Finance executives that steer their companies’ short-term cash investing strategies take note: money market funds holding your surplus cash may be headed for a downgrade.
Moody’s Investors Service has revised its outlook for the money market fund (MMF) industry to negative from stable, saying the number of funds rated “Aaa” was likely to decrease in 2015. The action by Moody’s promises to make next year even tougher for money market funds, which were already becoming less attractive to institutional investors and corporates because of new U.S. regulations and proposed rule changes in Europe.
Moody’s said the change in outlook “reflects the rating agency’s expectation that, despite cautious investment approaches, MMFs will struggle to maintain the highest credit and stability profiles in 2015 due to an ongoing supply and demand imbalance, low to negative net yields of funds and elevated asset flow volatility.”
Moody’s analysts are predicting greater risk taking by money market funds, due to a shortage of high-quality, short-term investments. “Rising investor demand for high quality short-dated investments combined with banks’ deleveraging and reduced dependence on wholesale funding has resulted in much tighter supply conditions, which will push more MMFs to extend their investment tenors in pursuit of yield, and potentially move down in credit quality,” according to Robert Callagy, a senior analyst at Moody’s.
MMFs with longer tenor and lower quality investments “increase their susceptibility to liquidity risk, a credit negative,” said Moody’s and “the severity of this risk has increased in the current market environment where availability of secondary market liquidity is an emerging concern due to the significant declines in broker-dealer security inventories.”
Monetary policy normalization in the United States and the United Kingdom will be another obstacle. “Following initial rate hikes, U.S. and U.K. MMF balances will fall, as MMF yields will temporarily lag market yields on direct investments.”

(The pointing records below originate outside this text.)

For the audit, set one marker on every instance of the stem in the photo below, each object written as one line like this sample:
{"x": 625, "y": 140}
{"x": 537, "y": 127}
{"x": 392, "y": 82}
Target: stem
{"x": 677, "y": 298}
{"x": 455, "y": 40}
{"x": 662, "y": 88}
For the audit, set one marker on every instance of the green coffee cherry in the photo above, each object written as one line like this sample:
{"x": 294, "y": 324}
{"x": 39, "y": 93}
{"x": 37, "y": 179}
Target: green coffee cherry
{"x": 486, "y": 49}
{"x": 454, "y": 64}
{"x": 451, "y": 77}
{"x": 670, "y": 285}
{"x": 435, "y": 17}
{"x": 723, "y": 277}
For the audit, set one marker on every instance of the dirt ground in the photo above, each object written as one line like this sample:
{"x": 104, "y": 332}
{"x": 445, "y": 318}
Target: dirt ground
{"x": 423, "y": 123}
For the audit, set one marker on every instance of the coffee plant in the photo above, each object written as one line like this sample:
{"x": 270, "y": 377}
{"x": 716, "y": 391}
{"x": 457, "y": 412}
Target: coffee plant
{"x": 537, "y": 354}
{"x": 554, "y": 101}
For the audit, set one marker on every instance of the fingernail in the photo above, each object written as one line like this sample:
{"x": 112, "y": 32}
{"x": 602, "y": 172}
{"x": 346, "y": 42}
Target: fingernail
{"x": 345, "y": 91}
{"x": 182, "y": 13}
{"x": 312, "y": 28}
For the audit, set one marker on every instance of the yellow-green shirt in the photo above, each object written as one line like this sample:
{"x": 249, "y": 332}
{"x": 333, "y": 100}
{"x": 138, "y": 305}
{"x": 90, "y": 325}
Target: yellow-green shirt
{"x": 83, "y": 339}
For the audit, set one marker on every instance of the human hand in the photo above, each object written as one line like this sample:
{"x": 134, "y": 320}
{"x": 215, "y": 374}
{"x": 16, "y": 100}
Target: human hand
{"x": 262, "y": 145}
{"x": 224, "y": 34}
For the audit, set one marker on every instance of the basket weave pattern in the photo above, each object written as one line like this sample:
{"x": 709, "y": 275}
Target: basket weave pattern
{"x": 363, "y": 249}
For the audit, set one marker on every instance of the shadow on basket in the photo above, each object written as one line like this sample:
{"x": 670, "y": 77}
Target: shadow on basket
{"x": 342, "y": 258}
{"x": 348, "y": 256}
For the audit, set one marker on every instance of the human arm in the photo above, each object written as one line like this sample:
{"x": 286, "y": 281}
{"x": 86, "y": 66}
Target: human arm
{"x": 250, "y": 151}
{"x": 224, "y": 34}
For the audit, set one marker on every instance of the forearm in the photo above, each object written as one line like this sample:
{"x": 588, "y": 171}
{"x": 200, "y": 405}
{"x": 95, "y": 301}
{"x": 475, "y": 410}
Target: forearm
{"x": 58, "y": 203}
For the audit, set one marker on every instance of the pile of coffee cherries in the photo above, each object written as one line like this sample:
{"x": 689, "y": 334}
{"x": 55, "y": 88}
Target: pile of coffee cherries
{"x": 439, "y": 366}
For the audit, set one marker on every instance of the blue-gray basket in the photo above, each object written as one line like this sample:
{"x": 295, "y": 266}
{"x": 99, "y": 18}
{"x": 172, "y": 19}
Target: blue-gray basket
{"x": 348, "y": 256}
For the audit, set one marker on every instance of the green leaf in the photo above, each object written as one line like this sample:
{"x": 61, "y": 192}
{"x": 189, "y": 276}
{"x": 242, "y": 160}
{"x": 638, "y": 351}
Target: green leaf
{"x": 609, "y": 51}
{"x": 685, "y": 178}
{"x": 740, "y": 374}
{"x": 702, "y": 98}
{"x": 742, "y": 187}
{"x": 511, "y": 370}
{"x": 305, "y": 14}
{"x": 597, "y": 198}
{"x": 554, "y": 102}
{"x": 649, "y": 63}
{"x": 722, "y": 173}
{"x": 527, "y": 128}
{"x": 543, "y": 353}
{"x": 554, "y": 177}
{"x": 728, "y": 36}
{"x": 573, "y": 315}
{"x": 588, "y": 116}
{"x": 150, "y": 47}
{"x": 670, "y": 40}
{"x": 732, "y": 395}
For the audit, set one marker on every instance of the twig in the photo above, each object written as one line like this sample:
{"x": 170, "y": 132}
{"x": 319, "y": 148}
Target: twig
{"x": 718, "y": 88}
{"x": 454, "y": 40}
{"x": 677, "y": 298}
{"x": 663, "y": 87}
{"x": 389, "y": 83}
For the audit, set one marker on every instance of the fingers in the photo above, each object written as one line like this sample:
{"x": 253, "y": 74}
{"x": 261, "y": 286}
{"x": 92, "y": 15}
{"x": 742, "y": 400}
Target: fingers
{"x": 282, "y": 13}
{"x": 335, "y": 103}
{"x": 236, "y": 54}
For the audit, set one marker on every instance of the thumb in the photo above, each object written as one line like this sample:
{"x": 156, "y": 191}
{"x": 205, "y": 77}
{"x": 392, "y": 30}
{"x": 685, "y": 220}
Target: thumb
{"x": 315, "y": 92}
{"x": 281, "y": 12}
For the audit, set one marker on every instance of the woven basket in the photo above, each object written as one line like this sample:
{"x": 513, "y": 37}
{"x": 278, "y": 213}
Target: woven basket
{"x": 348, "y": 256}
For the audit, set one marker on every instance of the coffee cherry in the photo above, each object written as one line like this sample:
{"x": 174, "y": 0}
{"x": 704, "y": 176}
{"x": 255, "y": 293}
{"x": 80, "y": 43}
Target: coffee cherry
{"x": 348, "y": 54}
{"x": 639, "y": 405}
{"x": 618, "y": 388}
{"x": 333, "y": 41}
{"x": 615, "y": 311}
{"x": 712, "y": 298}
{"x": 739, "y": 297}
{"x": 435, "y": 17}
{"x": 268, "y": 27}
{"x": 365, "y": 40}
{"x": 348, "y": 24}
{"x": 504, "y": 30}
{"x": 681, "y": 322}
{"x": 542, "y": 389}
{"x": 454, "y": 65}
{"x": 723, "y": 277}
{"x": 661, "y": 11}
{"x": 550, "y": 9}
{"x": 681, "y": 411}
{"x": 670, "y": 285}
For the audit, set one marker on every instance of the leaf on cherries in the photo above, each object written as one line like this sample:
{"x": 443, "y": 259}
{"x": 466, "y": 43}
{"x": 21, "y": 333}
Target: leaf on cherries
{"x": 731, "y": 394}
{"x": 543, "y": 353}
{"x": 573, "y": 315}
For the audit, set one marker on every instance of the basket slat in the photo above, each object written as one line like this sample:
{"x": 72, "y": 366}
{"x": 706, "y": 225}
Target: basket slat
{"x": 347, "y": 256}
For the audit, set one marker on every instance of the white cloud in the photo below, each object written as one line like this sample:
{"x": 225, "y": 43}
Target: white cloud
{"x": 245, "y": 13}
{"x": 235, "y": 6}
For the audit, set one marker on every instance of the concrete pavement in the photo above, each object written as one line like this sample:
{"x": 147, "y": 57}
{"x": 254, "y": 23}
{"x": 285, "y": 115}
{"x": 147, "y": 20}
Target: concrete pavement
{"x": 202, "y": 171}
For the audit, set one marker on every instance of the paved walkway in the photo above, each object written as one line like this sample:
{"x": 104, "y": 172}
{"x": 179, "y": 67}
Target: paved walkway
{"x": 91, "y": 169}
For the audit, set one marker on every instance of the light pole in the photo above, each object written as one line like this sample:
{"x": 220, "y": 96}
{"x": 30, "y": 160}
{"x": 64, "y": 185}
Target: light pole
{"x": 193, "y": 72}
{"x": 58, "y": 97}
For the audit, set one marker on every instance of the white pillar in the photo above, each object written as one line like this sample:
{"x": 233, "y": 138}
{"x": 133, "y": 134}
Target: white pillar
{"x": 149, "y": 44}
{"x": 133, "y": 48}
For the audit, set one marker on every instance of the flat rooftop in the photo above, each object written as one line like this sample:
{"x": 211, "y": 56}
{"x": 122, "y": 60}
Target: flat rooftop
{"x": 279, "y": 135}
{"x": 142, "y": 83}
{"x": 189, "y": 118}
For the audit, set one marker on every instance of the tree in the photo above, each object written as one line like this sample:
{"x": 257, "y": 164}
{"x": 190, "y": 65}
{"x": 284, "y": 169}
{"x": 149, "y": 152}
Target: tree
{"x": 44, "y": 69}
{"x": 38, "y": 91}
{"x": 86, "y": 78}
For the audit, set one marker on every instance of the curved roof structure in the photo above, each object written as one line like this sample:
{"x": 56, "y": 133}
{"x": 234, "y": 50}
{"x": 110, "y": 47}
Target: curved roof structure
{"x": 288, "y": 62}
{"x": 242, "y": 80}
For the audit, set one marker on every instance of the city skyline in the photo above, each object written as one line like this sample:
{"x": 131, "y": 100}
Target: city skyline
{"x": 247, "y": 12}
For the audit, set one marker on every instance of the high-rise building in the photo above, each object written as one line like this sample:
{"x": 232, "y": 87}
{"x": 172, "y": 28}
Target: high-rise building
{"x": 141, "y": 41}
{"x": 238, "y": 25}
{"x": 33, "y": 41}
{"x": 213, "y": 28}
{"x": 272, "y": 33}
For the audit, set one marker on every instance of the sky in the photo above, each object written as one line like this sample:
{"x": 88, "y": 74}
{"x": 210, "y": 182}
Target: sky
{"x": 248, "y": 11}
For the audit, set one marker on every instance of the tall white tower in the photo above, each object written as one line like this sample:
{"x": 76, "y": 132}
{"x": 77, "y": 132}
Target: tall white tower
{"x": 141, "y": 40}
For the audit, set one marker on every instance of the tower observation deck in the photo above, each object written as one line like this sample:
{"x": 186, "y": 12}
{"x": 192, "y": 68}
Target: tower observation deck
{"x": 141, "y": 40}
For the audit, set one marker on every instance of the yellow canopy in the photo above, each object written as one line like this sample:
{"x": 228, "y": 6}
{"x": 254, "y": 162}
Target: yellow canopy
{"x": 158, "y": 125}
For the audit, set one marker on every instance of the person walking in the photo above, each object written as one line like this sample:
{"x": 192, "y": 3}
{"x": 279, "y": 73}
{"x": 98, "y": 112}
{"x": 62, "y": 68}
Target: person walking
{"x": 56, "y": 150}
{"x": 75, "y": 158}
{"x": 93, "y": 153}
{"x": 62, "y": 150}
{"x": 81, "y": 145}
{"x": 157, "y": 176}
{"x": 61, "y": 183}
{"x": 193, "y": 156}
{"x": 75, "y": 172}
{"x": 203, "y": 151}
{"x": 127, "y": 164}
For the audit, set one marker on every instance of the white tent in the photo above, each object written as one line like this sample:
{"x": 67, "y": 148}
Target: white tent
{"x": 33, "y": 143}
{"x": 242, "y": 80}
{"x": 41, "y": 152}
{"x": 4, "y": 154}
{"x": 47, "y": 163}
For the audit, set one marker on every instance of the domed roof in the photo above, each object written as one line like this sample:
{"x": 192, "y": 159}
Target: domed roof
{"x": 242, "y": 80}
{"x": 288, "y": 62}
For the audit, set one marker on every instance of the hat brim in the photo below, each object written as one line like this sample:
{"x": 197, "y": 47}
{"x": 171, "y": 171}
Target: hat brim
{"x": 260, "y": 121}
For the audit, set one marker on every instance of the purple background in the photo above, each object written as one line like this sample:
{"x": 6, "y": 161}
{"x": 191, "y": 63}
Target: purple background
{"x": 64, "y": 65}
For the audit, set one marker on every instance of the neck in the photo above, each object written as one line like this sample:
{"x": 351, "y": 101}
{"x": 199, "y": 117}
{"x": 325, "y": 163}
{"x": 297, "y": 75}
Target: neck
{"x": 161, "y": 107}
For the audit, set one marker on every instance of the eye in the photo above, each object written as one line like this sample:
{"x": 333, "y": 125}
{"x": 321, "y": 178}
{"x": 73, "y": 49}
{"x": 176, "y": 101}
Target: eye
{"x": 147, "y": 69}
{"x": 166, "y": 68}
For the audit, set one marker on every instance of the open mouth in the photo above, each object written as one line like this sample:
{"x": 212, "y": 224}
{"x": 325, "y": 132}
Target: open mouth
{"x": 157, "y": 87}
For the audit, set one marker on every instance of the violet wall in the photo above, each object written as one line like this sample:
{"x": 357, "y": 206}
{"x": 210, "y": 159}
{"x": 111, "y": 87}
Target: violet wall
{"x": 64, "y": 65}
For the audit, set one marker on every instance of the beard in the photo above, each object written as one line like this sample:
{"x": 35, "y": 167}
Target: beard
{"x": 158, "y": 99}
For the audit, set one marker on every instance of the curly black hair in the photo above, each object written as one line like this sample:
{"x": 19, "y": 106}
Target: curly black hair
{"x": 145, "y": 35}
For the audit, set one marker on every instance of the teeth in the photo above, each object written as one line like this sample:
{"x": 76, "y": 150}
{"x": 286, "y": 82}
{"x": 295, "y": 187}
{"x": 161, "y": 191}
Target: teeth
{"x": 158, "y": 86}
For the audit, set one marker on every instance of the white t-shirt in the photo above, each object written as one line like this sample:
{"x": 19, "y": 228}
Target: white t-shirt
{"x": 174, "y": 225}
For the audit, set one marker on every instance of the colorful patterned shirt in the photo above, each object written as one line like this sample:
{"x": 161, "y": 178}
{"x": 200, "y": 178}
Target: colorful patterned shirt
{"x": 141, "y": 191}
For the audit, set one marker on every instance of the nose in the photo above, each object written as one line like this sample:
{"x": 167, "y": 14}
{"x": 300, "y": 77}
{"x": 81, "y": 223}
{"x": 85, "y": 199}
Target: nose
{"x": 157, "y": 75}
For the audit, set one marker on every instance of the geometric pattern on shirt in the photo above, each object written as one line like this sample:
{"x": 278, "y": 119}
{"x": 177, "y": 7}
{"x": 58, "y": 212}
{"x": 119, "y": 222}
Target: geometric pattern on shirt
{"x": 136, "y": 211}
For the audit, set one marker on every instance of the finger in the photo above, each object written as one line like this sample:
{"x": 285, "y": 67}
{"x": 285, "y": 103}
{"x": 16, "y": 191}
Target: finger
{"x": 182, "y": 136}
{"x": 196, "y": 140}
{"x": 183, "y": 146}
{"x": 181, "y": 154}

Also looming next year are the aforementioned changes to regulation. Specifically, prime funds, like mutual funds, will now have to let their net asset value (NAV) float — rise and fall along with changes in the market-based value of the underlying investments. In addition, the boards of money market funds will be allowed to impose “redemption gates” and “liquidity fees” — measures that presumably would halt or at least slow an investor exodus in a financial crisis
Moody’s said these changes to product structure in the United States will “cause investors to significantly reduce their exposure to prime funds, and even though the implementation of the reform is not due until Q3 2016, some shifts are likely to occur already in 2015.”